Hi Team,
Here is a sample log:
2016-07-11 16:19:52,689 [9] INFO AdidasCoach.EmailProcessorConsumer.EmailProcessorConsumer - Request Id = 4bfb6032-a3bc-4a70-b4d4-5bc1aef91bdd,
Identity = NONE for message: Start processing a new mail request. -- Input mailConfig = [{"From":null,"ReplayToUserMailAddress":null,
"To":["salsakid1@gmail.com"],"Subject":null,"Body":null,"Attachments":null,"TemplateName":"BulkImportEmailTemplate","LocaleCode":"com",
"TemplateVars":{"TitleContent":"Bulk Import","visitmiCoach":"VISIT miCoach ","Url":"https://micoach.adidas.com","FirstName":"",
"LastName":"","ImportResults":"\u003ctable style=\u0027font-family=arial; font-size=11px;\u0027\u003e\u003cthead\u003e\u003ctr
style=\u0027background: #007FC5;\u0027\u003e\u003cth style=\u0027text-align: left; color: white; width: 64%; padding: 5px 5px;
font-family: arial;font-size:12px;\u0027\u003eFile name\u003c/th\u003e\u003cth style=\u0027text-align: left; color: white;
width: 36%; padding: 5px 5px; font-family: arial;font-size:12px;\u0027\u003eStatus\u003c/th\u003e\u003cth style=\u0027text-align:
left; color: white; font-family: arial;font-size:12px;\u0027\u003e\u003c/th\u003e\u003c/tr\u003e\u003c/thead\u003e\u003ctbody
class=\u0027bulk-import-items\u0027\u003e\u003ctr style=\u0027height: auto;\u0027\u003e\u003ctd style=\u0027width: 64%;
padding: 5px 5px; font-family: arial;font-size:12px;\u0027\u003e2016-04-23 538287665 Running Polar.tcx\u003c/td\u003e\u003ctd
style=\u0027width: 36%; padding: 5px 5px; font-family: arial;font-size:12px;\u0027\u003e\u003cspan style=\u0027color: red;;
padding: 5px 5px; font-family: arial;font-size:12px;\u0027*u003eWorkout already imported*\u003c/span\u003e\u003c/td\u003e\u003ctd
Each time user performs any duplicate workout upload, this kind of event gets generated and stored in our logs.
Here, we see nearly 10 events generating in the logs for each user.
Now the requirement is
1) to extract the unique list of email ID's from the log.
2) representing the data in a graphical format (currently i managed to create a dashboard with event data only visible on panel)
Can you please assist me.
Many Thanks,
Vasu
This should extract any email id.
.... | rex "\b(?<emailid>[A-Za-z0-9\._\-\%\+]+\@[A-Za-z0-9\.\-\_]+)\b" | dedup emailid | table emailid
For requirement number 2, what do you mean by graphical format?
Your request #2 is rather vague, perhaps a better description of what you want may help.
But, to your first question...
First, you'll probably want to return only the logs with the "Workout already imported" string in it.

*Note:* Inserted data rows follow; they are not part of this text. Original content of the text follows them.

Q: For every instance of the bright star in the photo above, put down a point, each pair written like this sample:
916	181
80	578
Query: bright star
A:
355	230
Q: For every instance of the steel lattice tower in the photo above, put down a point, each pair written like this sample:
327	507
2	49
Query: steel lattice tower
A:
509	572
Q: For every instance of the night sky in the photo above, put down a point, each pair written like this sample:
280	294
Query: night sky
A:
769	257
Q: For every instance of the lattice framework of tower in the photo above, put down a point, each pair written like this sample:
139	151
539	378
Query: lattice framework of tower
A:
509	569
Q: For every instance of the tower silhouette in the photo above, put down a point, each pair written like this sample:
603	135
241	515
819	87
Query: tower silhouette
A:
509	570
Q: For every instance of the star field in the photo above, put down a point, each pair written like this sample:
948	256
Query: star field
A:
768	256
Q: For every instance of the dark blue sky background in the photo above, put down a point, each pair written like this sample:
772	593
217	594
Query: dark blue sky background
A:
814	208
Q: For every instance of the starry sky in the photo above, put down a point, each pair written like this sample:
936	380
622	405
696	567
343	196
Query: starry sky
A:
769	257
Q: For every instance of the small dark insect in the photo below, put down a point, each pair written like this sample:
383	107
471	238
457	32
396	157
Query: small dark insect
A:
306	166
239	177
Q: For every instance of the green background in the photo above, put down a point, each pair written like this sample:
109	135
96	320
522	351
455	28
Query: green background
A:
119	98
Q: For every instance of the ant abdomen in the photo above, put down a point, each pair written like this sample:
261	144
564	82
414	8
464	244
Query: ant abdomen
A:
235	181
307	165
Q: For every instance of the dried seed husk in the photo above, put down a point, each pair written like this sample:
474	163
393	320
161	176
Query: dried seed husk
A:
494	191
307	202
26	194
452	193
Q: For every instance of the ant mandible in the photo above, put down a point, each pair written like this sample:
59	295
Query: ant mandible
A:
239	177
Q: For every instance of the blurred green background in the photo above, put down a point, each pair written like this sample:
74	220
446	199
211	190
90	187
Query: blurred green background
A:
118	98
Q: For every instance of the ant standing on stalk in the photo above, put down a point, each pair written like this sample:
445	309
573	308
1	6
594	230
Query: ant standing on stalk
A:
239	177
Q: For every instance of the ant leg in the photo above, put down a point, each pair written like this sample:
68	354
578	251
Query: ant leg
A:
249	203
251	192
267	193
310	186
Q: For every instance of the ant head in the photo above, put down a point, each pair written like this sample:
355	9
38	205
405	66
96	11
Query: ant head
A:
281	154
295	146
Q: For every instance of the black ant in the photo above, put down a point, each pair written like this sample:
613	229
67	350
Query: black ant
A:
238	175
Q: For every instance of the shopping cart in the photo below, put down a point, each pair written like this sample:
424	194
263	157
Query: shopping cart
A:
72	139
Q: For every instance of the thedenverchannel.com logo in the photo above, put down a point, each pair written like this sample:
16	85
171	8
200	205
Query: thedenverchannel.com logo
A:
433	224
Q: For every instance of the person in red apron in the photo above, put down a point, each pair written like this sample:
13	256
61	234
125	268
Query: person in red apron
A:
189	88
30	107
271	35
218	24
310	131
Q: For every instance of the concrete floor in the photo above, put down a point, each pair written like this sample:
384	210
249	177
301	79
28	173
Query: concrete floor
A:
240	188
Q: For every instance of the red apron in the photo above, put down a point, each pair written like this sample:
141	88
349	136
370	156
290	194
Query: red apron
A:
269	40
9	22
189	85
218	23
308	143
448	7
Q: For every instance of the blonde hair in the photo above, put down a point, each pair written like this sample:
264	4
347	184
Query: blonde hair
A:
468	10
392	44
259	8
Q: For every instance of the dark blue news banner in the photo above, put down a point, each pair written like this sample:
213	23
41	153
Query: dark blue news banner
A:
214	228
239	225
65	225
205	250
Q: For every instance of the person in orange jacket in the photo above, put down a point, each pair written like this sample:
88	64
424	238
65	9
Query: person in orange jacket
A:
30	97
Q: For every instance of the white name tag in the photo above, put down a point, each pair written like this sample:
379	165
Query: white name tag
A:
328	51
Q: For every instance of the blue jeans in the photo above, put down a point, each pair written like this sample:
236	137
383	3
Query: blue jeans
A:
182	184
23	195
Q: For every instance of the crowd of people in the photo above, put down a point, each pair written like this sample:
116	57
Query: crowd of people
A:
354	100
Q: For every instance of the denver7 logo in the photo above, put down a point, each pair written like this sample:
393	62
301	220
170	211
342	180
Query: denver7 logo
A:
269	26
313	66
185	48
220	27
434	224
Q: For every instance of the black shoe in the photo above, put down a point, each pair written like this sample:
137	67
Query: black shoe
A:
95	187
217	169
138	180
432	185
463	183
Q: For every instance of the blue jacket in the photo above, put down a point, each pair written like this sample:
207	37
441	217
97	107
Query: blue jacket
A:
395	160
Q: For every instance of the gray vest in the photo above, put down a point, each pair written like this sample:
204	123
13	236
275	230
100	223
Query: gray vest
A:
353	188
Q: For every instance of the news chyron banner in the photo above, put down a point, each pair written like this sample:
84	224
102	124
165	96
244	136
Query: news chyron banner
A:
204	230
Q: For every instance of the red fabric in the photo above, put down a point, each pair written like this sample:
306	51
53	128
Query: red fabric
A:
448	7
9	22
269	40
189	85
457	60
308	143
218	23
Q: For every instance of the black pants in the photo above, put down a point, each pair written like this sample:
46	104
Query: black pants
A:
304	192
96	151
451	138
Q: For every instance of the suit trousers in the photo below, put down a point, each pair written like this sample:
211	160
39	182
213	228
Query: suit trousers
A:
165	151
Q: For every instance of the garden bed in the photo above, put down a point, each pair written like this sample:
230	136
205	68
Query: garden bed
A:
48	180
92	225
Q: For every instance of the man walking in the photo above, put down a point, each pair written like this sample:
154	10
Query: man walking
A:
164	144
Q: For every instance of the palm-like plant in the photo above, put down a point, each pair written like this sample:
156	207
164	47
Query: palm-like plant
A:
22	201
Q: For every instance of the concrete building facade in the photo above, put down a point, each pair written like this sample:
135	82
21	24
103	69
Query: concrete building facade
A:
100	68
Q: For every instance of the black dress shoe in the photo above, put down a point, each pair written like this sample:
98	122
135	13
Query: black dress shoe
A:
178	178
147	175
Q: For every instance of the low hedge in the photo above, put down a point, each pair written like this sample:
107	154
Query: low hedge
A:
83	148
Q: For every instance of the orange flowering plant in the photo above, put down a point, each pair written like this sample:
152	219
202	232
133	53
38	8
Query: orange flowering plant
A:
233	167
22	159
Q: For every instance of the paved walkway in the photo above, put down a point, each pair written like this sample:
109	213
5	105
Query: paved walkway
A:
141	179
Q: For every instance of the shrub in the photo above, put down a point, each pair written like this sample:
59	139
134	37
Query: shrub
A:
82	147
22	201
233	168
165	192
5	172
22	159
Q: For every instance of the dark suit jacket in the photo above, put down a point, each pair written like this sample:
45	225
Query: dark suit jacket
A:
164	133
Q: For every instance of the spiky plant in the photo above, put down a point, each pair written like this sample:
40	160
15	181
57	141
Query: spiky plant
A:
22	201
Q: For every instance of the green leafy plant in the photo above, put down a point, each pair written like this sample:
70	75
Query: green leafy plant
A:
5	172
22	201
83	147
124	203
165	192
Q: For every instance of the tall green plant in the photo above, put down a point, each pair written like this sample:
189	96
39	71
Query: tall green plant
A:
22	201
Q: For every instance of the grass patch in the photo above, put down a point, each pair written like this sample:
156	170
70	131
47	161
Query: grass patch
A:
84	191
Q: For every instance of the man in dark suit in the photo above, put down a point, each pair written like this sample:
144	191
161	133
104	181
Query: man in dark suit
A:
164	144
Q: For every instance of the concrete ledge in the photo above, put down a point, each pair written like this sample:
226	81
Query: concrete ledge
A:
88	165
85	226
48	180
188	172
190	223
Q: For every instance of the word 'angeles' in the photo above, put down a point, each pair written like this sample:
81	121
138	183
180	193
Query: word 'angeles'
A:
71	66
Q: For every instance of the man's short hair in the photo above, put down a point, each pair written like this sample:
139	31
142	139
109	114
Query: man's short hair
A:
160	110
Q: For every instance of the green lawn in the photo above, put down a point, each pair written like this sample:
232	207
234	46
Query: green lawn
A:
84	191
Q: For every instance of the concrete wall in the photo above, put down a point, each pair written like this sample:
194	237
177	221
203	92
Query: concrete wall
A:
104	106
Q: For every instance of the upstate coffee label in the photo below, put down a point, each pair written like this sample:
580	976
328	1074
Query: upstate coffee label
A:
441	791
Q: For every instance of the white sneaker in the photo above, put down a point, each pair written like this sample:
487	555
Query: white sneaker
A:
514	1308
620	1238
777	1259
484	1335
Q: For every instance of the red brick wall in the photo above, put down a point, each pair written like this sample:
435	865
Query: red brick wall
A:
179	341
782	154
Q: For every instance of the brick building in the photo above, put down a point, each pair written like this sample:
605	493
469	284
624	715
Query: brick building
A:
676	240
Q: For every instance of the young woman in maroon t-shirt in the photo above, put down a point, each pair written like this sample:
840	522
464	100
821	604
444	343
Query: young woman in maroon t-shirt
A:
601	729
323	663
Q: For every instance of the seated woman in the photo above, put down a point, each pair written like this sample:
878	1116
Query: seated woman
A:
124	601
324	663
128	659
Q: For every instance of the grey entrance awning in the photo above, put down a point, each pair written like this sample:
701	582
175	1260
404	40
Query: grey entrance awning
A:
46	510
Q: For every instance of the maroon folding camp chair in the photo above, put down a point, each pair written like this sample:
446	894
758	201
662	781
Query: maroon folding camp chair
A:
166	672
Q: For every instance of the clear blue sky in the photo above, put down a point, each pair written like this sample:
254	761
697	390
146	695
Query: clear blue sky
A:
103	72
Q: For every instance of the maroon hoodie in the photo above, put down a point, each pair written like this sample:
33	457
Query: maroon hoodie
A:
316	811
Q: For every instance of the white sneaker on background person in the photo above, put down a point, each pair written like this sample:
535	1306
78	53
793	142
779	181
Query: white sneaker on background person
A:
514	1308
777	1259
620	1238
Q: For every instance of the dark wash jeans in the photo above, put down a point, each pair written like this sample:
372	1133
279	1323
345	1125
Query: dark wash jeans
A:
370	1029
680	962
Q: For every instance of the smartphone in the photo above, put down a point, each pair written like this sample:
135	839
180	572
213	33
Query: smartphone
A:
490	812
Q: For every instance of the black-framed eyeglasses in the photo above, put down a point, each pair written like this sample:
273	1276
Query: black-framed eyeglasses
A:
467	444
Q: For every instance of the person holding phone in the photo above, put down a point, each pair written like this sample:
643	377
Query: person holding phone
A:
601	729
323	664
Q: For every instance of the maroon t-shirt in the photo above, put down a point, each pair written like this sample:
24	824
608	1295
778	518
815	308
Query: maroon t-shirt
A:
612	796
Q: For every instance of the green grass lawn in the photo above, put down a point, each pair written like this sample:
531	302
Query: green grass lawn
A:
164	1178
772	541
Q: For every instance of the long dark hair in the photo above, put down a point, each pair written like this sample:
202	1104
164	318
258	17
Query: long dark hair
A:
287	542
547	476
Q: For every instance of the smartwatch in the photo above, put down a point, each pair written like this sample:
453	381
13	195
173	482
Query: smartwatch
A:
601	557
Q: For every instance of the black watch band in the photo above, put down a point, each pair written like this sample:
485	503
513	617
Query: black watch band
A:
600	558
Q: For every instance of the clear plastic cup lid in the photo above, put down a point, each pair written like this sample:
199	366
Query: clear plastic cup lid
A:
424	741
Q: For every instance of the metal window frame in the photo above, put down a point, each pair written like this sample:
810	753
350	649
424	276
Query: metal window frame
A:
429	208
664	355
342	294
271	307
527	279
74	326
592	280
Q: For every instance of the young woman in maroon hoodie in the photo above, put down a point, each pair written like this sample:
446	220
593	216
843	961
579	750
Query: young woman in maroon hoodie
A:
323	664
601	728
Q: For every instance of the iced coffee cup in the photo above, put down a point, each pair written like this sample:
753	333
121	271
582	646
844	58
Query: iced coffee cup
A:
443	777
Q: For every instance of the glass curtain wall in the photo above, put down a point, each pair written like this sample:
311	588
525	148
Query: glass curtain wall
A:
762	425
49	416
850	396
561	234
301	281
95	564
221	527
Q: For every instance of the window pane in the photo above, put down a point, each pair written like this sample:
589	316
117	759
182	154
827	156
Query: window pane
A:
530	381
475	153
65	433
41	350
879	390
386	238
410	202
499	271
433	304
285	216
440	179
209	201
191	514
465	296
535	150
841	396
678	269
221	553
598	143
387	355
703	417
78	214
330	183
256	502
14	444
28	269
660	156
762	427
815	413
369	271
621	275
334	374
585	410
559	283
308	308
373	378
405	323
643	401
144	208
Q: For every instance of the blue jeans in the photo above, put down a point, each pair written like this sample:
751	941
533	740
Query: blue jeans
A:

Unfortunately, because of the preceding and trailing characters (and possibly some copy-n-paste issues), you'll have to fiddle with this a bit. You can try adding the following pieces to your base search (the ...
in the below, like index=blah sourcetype=blech
😞
... "Workout already imported"
or
... "u003eWorkout already imported"
(I think the asterisk character will be a minor breaker, so it should "split" the big string up at those points to let you search on it).
If all else fails, for now you can use the very inefficient
... "*Workout already imported*"
In any case, you should have at the end of that just a pile of the duplicated records.
So, once you have that, let's rex that into a field so you can do things with it. If you append to the end of the search that returns the above logs the following, this should get you a new field called email_address
. If you already have such a field, ignore this part and just use the fieldname you already have in the NEXT piece of code.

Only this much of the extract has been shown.